Open access in Real Estate (MDPI), 2025: link.

Where I started — a UCL undergrad project on K-means initialisation

2023-11-15T09:00:00+00:00

This is where my publication record actually starts. UCL Data Science, STAT0041 (Computational Statistics). The course was taught by Professor Yvo Pokern, and the experience reshaped how I think about three things at once — statistics, algorithms, and programming. His teaching had a particular German rigour to it: an algorithm is not just a recipe to memorise but an object you derive, dissect, and rebuild from first principles. After that module I no longer experienced “stats” and “code” as two separate subjects. They were the same craft. This paper was the first thing I wrote with that perspective in mind.

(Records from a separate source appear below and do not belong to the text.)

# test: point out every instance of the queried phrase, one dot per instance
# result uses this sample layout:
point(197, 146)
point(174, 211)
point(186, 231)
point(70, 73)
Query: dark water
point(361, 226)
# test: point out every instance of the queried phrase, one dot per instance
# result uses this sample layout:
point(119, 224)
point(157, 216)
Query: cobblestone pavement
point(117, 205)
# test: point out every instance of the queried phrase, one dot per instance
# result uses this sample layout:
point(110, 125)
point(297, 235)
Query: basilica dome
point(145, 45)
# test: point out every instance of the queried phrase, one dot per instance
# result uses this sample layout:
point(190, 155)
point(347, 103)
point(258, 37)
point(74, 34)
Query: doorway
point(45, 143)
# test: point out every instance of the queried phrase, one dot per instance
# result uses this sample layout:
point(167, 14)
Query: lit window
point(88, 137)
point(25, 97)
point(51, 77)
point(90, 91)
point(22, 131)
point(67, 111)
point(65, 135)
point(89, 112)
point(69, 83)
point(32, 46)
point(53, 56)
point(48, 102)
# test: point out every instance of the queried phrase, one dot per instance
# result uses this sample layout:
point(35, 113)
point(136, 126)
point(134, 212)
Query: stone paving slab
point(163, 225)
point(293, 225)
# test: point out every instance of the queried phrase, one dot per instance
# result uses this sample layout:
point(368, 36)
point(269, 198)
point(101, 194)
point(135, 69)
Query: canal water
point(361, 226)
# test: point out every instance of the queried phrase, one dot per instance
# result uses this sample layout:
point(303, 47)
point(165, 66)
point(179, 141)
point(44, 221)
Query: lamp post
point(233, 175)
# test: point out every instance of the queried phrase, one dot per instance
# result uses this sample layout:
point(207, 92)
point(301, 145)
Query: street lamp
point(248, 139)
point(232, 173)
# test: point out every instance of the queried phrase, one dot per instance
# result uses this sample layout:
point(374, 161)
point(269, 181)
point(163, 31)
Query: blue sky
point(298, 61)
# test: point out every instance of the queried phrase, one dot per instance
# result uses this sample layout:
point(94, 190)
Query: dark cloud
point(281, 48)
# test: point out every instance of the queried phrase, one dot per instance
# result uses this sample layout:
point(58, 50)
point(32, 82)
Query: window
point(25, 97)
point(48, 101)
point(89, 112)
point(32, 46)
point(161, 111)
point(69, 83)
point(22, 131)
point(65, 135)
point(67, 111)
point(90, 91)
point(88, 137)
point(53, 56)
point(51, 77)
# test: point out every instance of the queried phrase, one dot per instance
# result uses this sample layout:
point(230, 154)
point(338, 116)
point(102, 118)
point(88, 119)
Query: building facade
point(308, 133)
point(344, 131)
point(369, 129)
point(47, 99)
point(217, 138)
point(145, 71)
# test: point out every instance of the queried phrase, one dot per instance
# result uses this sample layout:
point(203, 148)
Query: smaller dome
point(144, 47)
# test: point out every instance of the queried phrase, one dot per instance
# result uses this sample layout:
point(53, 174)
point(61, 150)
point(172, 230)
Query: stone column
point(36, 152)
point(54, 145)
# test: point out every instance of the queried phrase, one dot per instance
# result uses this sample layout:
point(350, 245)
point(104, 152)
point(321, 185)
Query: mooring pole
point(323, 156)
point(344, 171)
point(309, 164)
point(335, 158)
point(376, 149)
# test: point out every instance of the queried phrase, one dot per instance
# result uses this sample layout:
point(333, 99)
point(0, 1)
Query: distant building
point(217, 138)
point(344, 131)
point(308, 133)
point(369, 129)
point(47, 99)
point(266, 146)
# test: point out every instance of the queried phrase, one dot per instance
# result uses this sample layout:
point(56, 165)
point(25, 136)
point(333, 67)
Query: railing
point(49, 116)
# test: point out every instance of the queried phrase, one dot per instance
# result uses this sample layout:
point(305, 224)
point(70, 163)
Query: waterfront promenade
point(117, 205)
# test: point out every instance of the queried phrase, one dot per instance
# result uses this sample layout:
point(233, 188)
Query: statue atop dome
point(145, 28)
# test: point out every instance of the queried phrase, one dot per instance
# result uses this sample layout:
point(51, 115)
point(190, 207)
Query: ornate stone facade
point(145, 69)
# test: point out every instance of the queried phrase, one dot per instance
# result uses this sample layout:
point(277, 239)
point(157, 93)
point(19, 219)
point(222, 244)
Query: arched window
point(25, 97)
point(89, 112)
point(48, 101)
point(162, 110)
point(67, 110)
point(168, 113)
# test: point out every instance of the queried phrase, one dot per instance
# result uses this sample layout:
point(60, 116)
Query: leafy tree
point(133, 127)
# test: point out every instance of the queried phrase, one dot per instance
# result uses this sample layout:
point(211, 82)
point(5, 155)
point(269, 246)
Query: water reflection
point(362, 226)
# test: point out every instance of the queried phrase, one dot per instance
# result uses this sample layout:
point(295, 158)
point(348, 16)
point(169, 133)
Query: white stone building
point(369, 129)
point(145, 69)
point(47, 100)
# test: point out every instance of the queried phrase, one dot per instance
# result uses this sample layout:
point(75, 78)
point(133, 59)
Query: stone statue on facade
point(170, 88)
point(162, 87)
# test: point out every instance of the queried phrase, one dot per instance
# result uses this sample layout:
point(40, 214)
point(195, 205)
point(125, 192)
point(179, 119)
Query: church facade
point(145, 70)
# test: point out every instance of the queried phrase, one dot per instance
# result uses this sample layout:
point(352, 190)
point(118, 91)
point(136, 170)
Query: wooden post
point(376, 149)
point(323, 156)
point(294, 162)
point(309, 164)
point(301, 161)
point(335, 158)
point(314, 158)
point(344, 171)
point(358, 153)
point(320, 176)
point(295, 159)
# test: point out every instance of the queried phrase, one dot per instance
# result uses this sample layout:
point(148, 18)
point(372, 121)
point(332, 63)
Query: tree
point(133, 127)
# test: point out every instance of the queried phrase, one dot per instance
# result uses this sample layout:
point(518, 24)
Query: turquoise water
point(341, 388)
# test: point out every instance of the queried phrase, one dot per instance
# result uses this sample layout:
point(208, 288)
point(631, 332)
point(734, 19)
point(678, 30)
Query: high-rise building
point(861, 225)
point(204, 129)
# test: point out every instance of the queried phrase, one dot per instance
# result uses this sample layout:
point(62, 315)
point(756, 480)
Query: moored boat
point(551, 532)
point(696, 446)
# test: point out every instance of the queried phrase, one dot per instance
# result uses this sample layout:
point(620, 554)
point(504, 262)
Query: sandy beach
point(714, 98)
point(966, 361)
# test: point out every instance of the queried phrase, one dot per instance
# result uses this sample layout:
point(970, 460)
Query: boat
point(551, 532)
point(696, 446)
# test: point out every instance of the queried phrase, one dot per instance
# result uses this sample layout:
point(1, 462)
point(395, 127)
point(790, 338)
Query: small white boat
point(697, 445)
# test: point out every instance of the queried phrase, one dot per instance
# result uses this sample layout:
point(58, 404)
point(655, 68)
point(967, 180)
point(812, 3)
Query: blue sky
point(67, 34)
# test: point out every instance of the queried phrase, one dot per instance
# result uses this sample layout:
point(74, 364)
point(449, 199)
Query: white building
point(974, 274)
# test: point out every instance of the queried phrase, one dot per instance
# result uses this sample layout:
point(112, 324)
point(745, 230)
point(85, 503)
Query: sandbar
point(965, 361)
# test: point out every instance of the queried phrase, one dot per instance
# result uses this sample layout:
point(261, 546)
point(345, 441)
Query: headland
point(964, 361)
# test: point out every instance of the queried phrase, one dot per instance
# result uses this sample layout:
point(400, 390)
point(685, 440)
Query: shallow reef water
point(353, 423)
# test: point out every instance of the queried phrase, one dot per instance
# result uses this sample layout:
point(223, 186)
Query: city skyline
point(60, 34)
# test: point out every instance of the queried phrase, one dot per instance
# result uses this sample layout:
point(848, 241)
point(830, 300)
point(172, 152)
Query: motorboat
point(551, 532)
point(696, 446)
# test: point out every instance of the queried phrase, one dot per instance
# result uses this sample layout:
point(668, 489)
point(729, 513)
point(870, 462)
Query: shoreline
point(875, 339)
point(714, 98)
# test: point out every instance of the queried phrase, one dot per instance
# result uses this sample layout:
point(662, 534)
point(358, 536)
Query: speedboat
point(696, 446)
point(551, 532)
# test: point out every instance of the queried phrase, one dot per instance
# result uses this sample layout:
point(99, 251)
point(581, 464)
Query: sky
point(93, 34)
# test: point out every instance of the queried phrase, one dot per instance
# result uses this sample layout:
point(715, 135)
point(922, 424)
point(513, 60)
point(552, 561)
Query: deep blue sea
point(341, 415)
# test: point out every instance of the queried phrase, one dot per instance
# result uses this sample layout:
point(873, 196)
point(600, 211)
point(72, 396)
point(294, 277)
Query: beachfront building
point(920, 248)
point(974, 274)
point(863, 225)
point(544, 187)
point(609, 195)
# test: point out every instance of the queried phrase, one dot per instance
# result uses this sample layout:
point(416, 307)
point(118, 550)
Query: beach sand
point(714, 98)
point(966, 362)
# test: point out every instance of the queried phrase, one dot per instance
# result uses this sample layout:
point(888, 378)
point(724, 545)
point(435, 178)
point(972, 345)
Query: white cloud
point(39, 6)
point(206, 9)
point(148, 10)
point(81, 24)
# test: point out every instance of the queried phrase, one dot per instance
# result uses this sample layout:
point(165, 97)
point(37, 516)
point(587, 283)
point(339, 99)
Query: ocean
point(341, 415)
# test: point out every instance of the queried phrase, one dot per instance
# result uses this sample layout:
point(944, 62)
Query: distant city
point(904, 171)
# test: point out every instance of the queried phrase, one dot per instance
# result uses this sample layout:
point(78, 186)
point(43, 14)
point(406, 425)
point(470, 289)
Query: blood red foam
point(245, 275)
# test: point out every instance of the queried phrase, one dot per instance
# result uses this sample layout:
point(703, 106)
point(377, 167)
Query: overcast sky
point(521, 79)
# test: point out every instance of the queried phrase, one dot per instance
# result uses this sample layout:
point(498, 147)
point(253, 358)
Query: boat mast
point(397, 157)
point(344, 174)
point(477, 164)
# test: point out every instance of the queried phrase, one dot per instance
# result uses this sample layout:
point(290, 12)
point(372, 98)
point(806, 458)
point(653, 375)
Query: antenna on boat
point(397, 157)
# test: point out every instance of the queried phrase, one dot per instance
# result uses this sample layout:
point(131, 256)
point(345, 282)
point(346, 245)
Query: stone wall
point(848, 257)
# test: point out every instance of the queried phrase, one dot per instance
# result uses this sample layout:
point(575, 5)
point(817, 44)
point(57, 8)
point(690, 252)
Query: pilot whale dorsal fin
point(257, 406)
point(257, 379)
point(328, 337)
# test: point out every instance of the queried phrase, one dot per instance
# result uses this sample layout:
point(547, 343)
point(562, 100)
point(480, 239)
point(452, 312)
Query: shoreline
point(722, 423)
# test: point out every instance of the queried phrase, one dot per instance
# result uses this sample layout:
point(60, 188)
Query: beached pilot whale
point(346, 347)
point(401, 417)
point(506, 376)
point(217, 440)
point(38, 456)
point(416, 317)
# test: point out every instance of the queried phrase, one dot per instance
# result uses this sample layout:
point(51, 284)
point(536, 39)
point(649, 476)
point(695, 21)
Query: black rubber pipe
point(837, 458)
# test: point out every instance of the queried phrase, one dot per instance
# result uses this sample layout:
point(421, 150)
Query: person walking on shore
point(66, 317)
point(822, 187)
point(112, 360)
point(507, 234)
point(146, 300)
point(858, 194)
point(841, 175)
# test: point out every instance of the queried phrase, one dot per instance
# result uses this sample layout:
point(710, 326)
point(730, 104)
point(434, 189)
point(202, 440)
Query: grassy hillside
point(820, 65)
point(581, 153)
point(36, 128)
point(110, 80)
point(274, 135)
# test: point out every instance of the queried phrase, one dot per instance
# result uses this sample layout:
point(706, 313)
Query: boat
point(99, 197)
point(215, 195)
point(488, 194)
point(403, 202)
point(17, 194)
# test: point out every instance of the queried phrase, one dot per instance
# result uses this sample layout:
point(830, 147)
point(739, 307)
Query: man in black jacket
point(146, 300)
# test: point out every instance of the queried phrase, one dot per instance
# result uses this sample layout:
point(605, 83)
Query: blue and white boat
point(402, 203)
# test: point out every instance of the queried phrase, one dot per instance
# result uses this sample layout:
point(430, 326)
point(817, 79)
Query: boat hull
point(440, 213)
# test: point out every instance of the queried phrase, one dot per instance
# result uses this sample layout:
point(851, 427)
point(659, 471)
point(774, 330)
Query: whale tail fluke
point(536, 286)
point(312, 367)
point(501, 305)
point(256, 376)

The annoyance that drove it: random and k-means++ initialisation can place initial centres in low-density regions, then converge to clusters that don’t match anything a marketer would recognise. The fix was almost embarrassingly simple — pick initial centres from the centroids of the densest grid cells in feature space. The interesting bit was the data representation. Treating customer features as interval-valued data (each feature an interval [min, max] capturing per-customer variability) rather than as point estimates preserved a layer of information that simpler approaches squashed.

On simulation experiments: silhouette +0.1249 over k-means++, +0.4903 over vanilla K-means.

Looking back, the methodological reflex that runs through everything I’ve done since started here. What is the data actually telling you, beyond the point estimate? That question carries from clustering all the way to TikTok exposure measurement and clinical LLM evaluation.

Conference paper at ICIICS 2023 (IEEE): link.